Location: North America, bordering both the North Atlantic Ocean and the North Pacific Ocean, between Canada and Mexico
Area: total: 9,826,630 sq km land: 9,161,923 sq km water: 664,707 sq km note: includes only the 50 states and District of Columbia
Area - Comparative: about half the size of Russia; about three-tenths the size of Africa; about half the size of South America (or slightly larger than Brazil); slightly larger than China; more than twice the size of the European Union
Climate: mostly temperate, but tropical in Hawaii and Florida, arctic in Alaska, semiarid in the great plains west of the Mississippi River, and arid in the Great Basin of the southwest; low winter temperatures in the northwest are ameliorated occasionally in January and February by warm chinook winds from the eastern slopes of the Rocky Mountains
Government Type: Constitution-based federal republic; strong democratic tradition
Capital: Washington, DC
Independence: 4 July 1776 (from Great Britain)

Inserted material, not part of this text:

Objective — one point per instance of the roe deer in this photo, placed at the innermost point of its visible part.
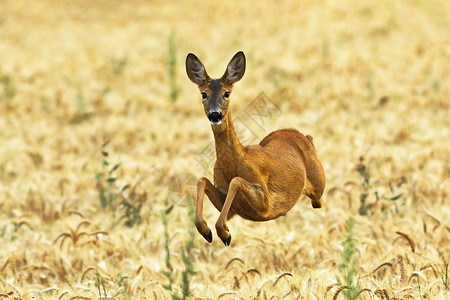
(257, 182)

Legal System: federal court system based on English common law; each state has its own unique legal system, of which all but one (Louisiana, which is still influenced by the Napoleonic Code) is based on English common law; judicial review of legislative acts; has not accepted compulsory ICJ jurisdiction
Industries: leading industrial power in the world, highly diversified and technologically advanced; petroleum, steel, motor vehicles, aerospace, telecommunications, chemicals, electronics, food processing, consumer goods, lumber, mining
Military Branches: Army, Navy and Marine Corps, Air Force, and Coast Guard; note - Coast Guard administered in peacetime by the Department of Homeland Security, but in wartime reports to the Department of the Navy
Military Service and Obligations: 18 years of age; 17 years of age with written parental consent (2006)
Manpower Available for Military Service: males age 18-49: 67,742,879 females age 18-49: 67,070,144 (2005 est.)